Kadyrov Promises Victory By Winter’s End
Publication: North Caucasus Weekly Volume: 9 Issue: 3
Chechen President Ramzan Kadyrov vowed on January 22 that all of the rebels currently located in Chechnya will be eliminated by the end of the winter, Kavazky Uzel reported on January 23. “I am certain that this winter will become, for those who continue to run around with weapons, committing serious crimes, the last in their lives,” Kadyrov told journalists in Grozny. He said that 99 percent of the militants have already been killed or put down their weapons in the course of the republic’s amnesty. “At the current time, there are running around the mountains several dozens of people who have stained themselves with blood, and cut themselves off from the path to return to a peaceful life. Dokku Umarov and his accomplices remain at large.
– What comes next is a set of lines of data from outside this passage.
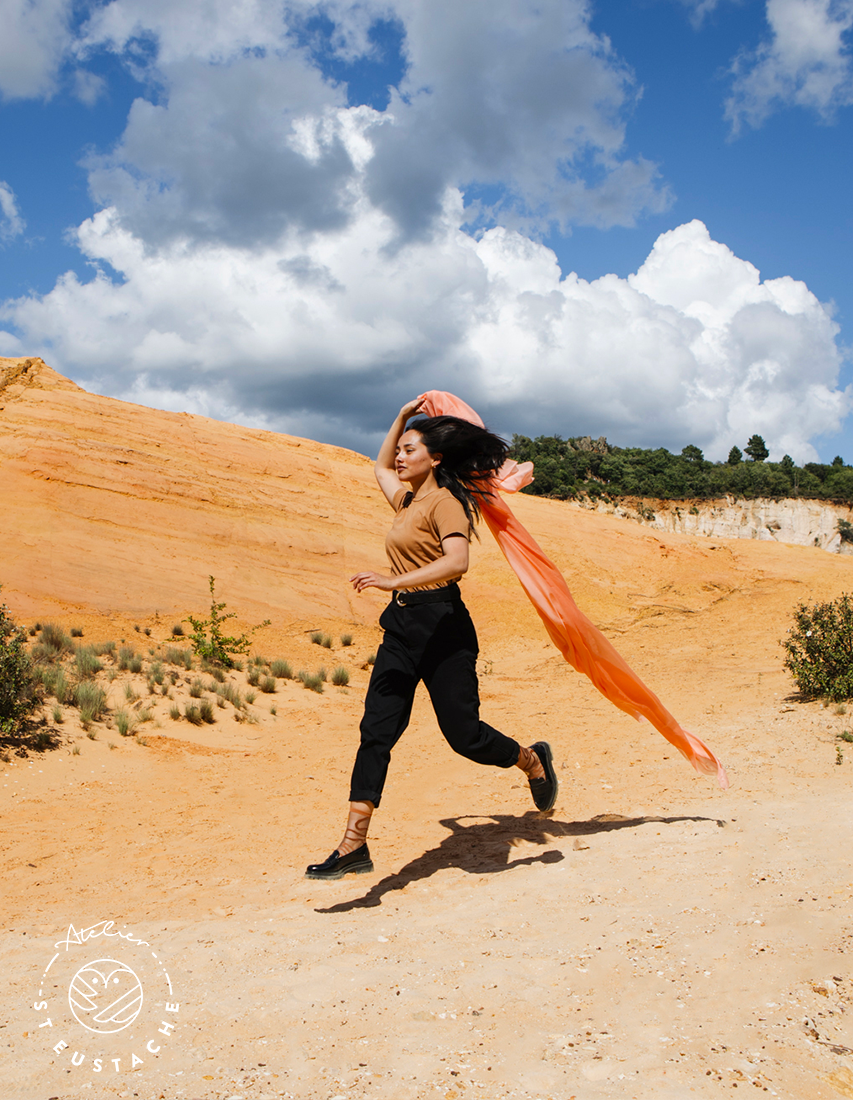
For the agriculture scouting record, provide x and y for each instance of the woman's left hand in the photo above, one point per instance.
(361, 581)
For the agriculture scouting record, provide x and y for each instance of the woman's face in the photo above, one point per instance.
(413, 461)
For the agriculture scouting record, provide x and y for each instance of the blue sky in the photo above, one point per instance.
(297, 216)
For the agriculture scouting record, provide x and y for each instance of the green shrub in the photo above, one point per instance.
(86, 662)
(126, 656)
(90, 700)
(819, 649)
(182, 657)
(228, 691)
(126, 723)
(55, 638)
(208, 640)
(56, 682)
(20, 690)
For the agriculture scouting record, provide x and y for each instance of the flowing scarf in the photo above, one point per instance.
(583, 646)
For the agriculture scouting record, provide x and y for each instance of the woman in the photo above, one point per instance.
(447, 463)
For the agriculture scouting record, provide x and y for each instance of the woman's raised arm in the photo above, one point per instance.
(385, 466)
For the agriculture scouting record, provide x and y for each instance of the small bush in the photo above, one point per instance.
(56, 683)
(86, 662)
(208, 640)
(313, 683)
(90, 700)
(231, 693)
(126, 723)
(182, 657)
(819, 649)
(53, 644)
(126, 656)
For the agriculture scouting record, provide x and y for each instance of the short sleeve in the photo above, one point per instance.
(449, 517)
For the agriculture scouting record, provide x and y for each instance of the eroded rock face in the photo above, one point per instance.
(799, 523)
(110, 505)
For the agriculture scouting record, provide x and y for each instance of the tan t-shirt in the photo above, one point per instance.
(415, 536)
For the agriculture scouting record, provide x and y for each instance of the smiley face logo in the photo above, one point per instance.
(105, 996)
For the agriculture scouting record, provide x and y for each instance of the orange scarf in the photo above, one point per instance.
(583, 646)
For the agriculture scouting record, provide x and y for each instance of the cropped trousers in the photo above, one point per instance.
(435, 642)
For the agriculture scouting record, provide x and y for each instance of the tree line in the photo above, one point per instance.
(568, 469)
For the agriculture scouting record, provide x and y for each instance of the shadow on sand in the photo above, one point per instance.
(485, 846)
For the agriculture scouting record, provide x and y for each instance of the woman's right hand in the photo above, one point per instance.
(412, 408)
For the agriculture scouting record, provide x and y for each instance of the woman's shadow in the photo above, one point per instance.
(485, 846)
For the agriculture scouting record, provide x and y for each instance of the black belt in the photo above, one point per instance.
(444, 594)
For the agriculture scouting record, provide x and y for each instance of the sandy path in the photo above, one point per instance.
(654, 937)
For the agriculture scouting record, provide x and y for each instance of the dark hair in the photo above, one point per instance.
(470, 457)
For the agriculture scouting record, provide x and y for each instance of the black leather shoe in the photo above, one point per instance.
(337, 866)
(544, 791)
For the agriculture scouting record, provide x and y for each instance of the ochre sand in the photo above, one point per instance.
(654, 937)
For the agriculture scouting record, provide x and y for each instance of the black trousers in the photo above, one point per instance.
(435, 642)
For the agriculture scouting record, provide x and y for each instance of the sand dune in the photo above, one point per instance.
(654, 937)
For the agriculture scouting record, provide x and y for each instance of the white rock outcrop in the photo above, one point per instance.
(801, 523)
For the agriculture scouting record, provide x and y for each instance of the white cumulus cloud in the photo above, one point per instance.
(806, 63)
(35, 36)
(327, 337)
(11, 222)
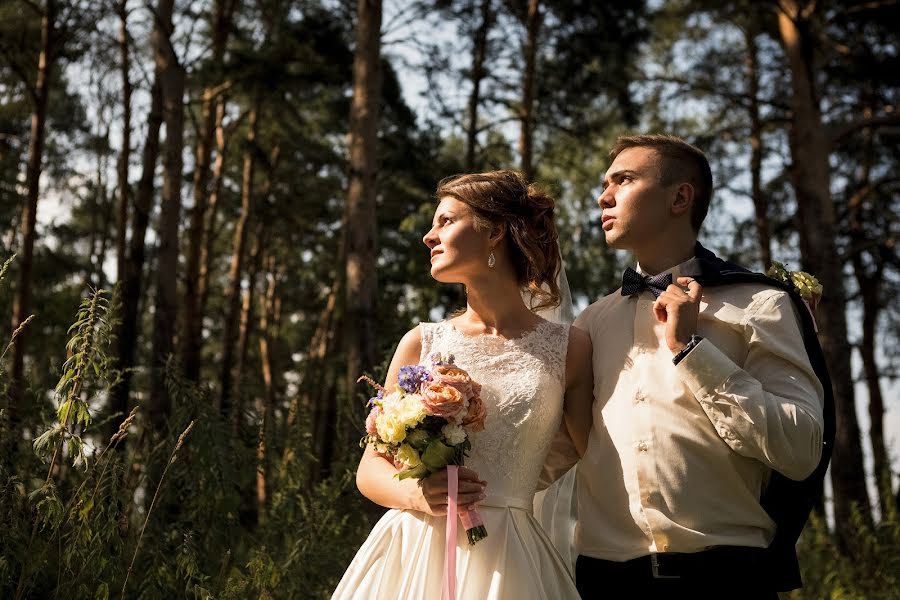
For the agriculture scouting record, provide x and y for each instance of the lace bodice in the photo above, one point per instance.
(523, 381)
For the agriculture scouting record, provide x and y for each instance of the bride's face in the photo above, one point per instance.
(459, 249)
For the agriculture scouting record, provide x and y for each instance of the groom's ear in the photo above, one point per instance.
(683, 200)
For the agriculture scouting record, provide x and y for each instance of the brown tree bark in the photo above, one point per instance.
(760, 202)
(267, 325)
(869, 279)
(132, 279)
(529, 82)
(125, 154)
(191, 340)
(235, 272)
(40, 94)
(172, 81)
(209, 232)
(246, 327)
(479, 55)
(816, 224)
(359, 214)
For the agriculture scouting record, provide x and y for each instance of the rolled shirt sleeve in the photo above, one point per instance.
(770, 408)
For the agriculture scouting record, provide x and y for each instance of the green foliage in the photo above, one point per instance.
(868, 571)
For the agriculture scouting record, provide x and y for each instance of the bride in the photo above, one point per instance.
(494, 233)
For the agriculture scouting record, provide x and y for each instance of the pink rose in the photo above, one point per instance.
(458, 378)
(441, 399)
(370, 420)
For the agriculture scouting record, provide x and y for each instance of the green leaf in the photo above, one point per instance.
(417, 472)
(437, 455)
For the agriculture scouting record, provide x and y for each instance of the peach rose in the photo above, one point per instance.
(370, 420)
(474, 420)
(458, 378)
(442, 400)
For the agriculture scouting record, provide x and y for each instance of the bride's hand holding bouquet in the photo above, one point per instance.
(423, 425)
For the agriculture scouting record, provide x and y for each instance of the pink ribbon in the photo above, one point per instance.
(449, 587)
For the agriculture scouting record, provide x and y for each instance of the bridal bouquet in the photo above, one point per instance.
(423, 424)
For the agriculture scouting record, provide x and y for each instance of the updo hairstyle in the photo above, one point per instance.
(505, 197)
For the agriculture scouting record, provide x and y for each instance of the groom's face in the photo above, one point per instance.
(634, 201)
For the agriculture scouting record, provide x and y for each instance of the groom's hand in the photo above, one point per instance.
(679, 307)
(434, 490)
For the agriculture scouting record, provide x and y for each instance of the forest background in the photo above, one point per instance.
(213, 211)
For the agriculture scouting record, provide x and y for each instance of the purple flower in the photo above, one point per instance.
(412, 376)
(371, 401)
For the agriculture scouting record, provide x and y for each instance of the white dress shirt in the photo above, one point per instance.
(679, 454)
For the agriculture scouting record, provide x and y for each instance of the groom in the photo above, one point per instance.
(713, 415)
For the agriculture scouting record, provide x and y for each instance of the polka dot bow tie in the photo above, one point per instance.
(634, 283)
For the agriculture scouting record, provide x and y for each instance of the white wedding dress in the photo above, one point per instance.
(523, 381)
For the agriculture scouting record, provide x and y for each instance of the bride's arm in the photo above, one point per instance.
(375, 476)
(579, 399)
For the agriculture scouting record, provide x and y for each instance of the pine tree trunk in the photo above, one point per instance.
(267, 400)
(529, 81)
(125, 154)
(479, 55)
(132, 280)
(760, 201)
(870, 285)
(816, 223)
(233, 291)
(191, 341)
(359, 215)
(171, 76)
(209, 231)
(22, 301)
(246, 327)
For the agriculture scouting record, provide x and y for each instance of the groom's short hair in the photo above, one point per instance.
(680, 162)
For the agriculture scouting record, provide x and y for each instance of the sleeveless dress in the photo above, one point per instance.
(523, 381)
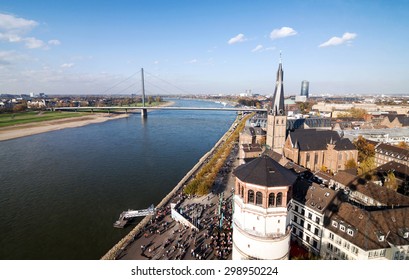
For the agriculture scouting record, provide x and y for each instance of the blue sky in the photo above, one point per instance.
(203, 47)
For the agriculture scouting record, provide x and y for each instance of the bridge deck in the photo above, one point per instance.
(162, 108)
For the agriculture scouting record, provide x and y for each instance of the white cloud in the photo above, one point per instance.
(67, 65)
(10, 22)
(13, 30)
(237, 39)
(33, 43)
(54, 42)
(335, 41)
(257, 48)
(282, 32)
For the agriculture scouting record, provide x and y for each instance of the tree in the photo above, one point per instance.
(390, 181)
(350, 164)
(365, 149)
(367, 165)
(403, 145)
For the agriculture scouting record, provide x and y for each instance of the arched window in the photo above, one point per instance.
(259, 198)
(279, 199)
(250, 196)
(271, 198)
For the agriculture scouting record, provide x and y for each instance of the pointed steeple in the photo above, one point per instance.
(278, 97)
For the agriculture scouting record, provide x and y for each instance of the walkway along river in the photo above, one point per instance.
(115, 252)
(61, 191)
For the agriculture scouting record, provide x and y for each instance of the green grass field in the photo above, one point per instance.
(9, 119)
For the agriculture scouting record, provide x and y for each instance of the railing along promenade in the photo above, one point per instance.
(130, 237)
(125, 108)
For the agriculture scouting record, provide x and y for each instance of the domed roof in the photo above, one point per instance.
(264, 171)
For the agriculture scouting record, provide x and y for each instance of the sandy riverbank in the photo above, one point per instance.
(17, 131)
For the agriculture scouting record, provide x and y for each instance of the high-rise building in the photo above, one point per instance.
(304, 88)
(277, 117)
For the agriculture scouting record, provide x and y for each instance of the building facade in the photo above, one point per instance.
(261, 219)
(315, 149)
(305, 85)
(277, 118)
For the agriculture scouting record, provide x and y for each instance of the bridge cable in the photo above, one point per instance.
(169, 83)
(120, 82)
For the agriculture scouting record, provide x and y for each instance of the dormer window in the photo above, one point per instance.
(380, 235)
(403, 232)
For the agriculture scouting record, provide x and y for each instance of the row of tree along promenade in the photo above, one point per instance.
(202, 180)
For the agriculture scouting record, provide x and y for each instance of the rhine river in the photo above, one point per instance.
(61, 191)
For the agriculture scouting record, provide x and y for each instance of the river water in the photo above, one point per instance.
(61, 191)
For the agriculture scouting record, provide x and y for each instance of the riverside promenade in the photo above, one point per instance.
(160, 237)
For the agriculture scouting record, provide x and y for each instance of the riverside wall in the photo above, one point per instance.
(125, 241)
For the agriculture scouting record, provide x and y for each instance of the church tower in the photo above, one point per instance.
(276, 117)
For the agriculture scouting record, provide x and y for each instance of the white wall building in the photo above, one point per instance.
(261, 219)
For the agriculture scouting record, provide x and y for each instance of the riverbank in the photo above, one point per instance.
(22, 130)
(17, 131)
(117, 250)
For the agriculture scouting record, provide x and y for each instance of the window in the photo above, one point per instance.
(259, 198)
(250, 196)
(330, 246)
(271, 198)
(279, 199)
(331, 236)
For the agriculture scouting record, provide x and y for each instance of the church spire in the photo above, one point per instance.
(278, 97)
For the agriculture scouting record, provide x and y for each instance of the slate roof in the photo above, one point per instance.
(344, 177)
(403, 119)
(316, 140)
(382, 194)
(264, 171)
(367, 225)
(313, 196)
(396, 167)
(389, 150)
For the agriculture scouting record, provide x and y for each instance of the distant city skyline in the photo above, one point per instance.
(203, 47)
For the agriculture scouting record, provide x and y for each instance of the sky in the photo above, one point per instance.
(203, 47)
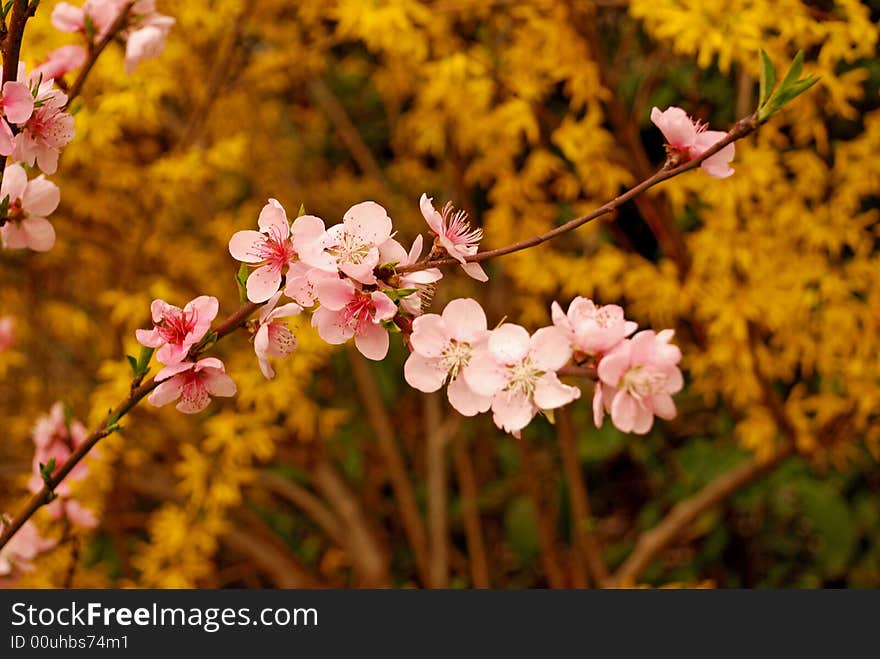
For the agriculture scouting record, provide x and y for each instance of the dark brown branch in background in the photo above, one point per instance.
(741, 129)
(95, 51)
(383, 429)
(581, 517)
(468, 493)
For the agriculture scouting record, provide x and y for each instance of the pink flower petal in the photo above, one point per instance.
(245, 246)
(509, 343)
(465, 320)
(372, 341)
(263, 283)
(423, 373)
(465, 400)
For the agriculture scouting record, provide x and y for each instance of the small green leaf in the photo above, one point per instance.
(768, 78)
(241, 281)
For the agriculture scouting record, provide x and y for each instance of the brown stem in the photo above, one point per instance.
(741, 129)
(653, 541)
(581, 517)
(546, 536)
(369, 559)
(106, 427)
(468, 492)
(383, 428)
(95, 51)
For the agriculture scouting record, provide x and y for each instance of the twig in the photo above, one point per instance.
(381, 424)
(468, 492)
(96, 50)
(581, 517)
(106, 427)
(741, 129)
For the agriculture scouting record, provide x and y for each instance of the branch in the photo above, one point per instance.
(652, 542)
(741, 129)
(106, 427)
(95, 51)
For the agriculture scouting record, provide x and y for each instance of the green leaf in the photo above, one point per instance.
(241, 281)
(794, 71)
(768, 78)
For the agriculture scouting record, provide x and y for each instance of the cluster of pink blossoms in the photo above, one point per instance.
(144, 33)
(34, 123)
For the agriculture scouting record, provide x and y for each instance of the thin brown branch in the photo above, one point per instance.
(581, 517)
(370, 560)
(741, 129)
(95, 51)
(684, 513)
(105, 428)
(383, 429)
(549, 553)
(468, 492)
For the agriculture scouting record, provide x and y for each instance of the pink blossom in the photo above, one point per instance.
(689, 139)
(176, 330)
(56, 438)
(354, 244)
(22, 549)
(347, 312)
(519, 372)
(276, 246)
(273, 338)
(7, 333)
(29, 204)
(392, 252)
(48, 130)
(194, 383)
(455, 234)
(590, 329)
(60, 61)
(637, 380)
(442, 348)
(147, 41)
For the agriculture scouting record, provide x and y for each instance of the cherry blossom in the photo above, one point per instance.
(60, 61)
(519, 372)
(637, 380)
(273, 338)
(354, 244)
(392, 252)
(276, 246)
(48, 130)
(194, 383)
(7, 333)
(56, 438)
(22, 549)
(16, 107)
(29, 203)
(347, 311)
(147, 41)
(455, 235)
(442, 348)
(688, 139)
(176, 330)
(591, 329)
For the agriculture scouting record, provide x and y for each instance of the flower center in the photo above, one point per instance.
(176, 324)
(640, 381)
(275, 250)
(350, 249)
(524, 376)
(455, 357)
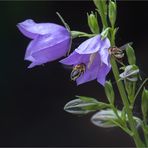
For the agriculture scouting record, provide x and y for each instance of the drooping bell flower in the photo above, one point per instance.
(90, 61)
(50, 41)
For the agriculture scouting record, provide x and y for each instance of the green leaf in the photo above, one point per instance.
(112, 10)
(93, 23)
(109, 92)
(130, 55)
(107, 118)
(144, 105)
(84, 105)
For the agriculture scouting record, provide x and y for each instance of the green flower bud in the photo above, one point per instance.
(109, 92)
(144, 105)
(93, 23)
(105, 32)
(130, 55)
(112, 12)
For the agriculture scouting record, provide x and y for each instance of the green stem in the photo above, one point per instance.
(132, 123)
(140, 88)
(125, 101)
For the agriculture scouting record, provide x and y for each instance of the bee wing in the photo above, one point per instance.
(125, 45)
(67, 67)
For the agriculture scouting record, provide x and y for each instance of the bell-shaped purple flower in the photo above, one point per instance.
(90, 60)
(50, 41)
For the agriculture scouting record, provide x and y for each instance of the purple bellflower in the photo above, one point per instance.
(49, 41)
(90, 61)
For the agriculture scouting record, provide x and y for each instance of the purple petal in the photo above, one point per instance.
(75, 58)
(91, 72)
(93, 45)
(105, 57)
(47, 41)
(31, 29)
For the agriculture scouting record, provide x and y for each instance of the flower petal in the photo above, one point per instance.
(102, 73)
(91, 72)
(75, 58)
(93, 45)
(105, 57)
(31, 29)
(47, 41)
(51, 53)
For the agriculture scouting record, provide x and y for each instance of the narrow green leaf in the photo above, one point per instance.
(130, 55)
(104, 33)
(93, 23)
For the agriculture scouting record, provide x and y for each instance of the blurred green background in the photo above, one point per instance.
(32, 100)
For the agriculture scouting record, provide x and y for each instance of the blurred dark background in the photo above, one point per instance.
(32, 100)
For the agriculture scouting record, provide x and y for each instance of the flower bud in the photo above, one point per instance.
(109, 92)
(93, 23)
(112, 12)
(144, 105)
(130, 55)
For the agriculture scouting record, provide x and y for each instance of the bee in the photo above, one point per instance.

But the operation to find them doesn’t stop for even a single day, and there is no place for them on the territory of the Chechen Republic.”
Kadyrov also said that the Chechen police are conducting the main operations against the rebels. “It was significantly tougher for employees of the Chechen law-enforcement bodies to fight the illegal armed formations than servicemen from regions of Russia,” he said. “After all, a policeman or serviceman coming from whatever oblast leaves when his tour of duty ends, and none of the members of the NVFs [illegal armed formations] know anything about him. But the local police must engage in open combat each day, fully realizing that the militants know him and his family … But not one of the policemen either froze or paused. They protected Russia and Chechnya from international terrorism, which put for itself the aim of tearing down Russia, bringing it to its knees.” Kadyrov added that the Chechen police officers deserve “the grandest possible monument as defenders of the Russian motherland.”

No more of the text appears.